Удача всегда поднимала у Булгакова настроение. Над аэродромом он распустил строй веером, загнув разворот, несмотря на запреты, покруче.

Захрипел включенный на стартовом командном пункте передатчик, но тем и кончилось — руководитель полетов воздержался от замечаний по адресу лихого комэска.

Когда Булгакову показали проявленные и дешифрованные пленки фотопулеметов, он даже крякнул: у каждого из четверых зафиксировано условное попадание. Позвонил командиру соседней эскадрильи:

— Ну, как там у твоих? Ноль целых?

Тот проворчал что-то невнятное.

— Потренируй их на макетах, слушай… А уж потом в воздух выпускай.

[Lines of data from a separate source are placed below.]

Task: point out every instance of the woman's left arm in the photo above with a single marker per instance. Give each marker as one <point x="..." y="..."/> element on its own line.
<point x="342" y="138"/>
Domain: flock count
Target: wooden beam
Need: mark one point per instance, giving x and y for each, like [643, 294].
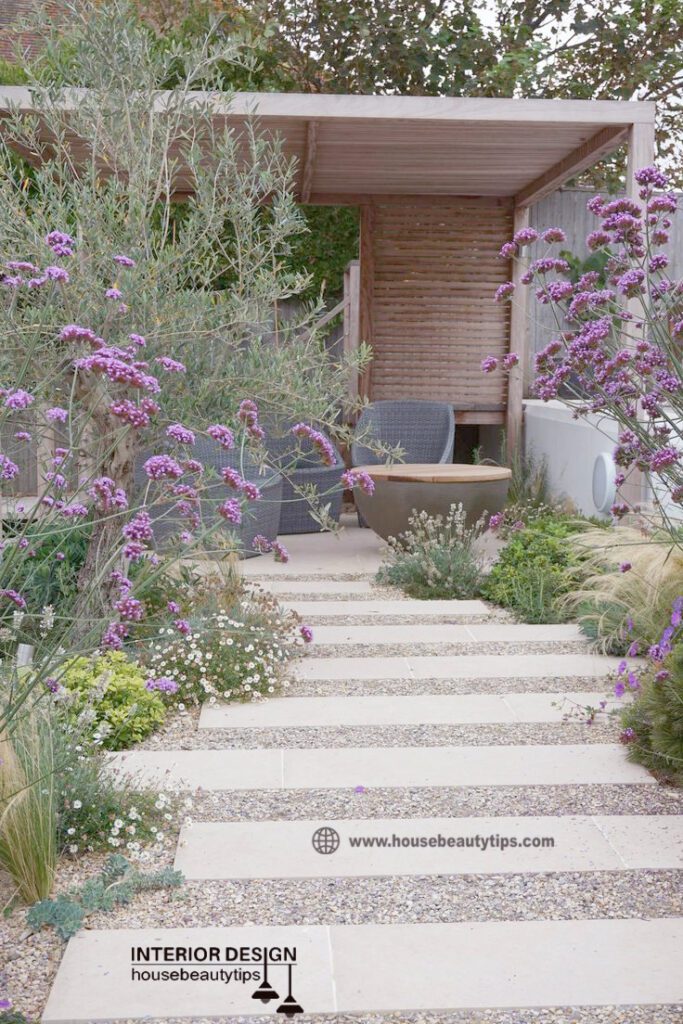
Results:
[641, 154]
[518, 342]
[336, 107]
[581, 159]
[479, 419]
[309, 161]
[367, 295]
[635, 488]
[408, 199]
[352, 322]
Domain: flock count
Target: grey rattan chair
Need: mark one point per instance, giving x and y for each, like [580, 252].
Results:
[425, 430]
[261, 516]
[300, 465]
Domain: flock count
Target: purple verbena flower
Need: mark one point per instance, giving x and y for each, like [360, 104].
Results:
[180, 434]
[160, 467]
[18, 399]
[172, 366]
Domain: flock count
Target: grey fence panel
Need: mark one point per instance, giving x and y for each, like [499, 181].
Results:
[566, 208]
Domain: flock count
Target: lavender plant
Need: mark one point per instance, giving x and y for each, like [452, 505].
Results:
[436, 557]
[117, 337]
[617, 349]
[619, 353]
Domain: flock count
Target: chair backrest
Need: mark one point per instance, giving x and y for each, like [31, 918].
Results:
[425, 430]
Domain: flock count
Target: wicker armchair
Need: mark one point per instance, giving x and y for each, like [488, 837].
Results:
[425, 430]
[301, 466]
[261, 516]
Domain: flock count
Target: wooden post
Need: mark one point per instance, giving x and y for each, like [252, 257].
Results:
[518, 342]
[635, 488]
[367, 285]
[351, 321]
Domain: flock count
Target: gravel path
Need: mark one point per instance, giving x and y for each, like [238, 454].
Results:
[390, 735]
[32, 960]
[438, 802]
[406, 686]
[416, 899]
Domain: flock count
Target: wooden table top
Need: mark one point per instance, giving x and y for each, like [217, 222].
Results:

"Ишь, как он рад, как он доволен!" — подумал Зосимов неодобрительно. Это вот булгаковское стремление ловко обойти другого, набрать побольше очков, эта его горделивость удачливого игрока, даже сам тон голоса — все это раздражало Вадима Зосимова. В том, как было поставлено обучение тактике в эскадрилье, Вадим усматривал немало ошибок и даже изъянов. Не раз говорил на эту тему с Булгаковым, а тот все отмахивался: не изобретай, мол, проблему там, где ее нет. Вадим молчал скрепя сердце. Но смириться с таким положением он не мог. Назревал спор с Булгаковым. Трудно сказать, чем это кончится, но схлестнуться придется.

Вадим подошел к столу комэска, взял пленку, посмотрел ее на свет и швырнул, не проявив особого интереса.

Его жест не остался незамеченным. У Булгакова моментально набухли щеки и погасли игривые огоньки в глазах.

— Ты взгляни-ка получше! — произнес он задиристо. — Какое попадание!

— Вижу… — безразлично ответил Вадим.

Булгакова это взвинтило еще больше, он с ядовитой улыбкой на губах воскликнул:

— Завидуешь?

Вадим не стал отвечать. Булгаков сопел носом, готовый и поспорить и нажать силой командирской власти.

— Послушай, Валентин Алексеевич, — заговорил Вадим миролюбиво, но твердо. — Пробоина в мишени, удачный кадр фотопулеметной пленки для тебя почему-то дороже всего. И почему-то мало занимает тебя то, каким путем это достигается. У нас в эскадрилье летчики обучаются тактике упрощенно. Мы не ставим летчика в такие условия, которые бы заставляли его постоянно думать, искать новые приемы воздушного боя. Тактика у нас сводится к тренировочным полетам на боевое применение: стрельнул, попал, не попал. А ведь тактика — это наука, практическая наука, требующая от командира и каждого летчика труда и раздумий.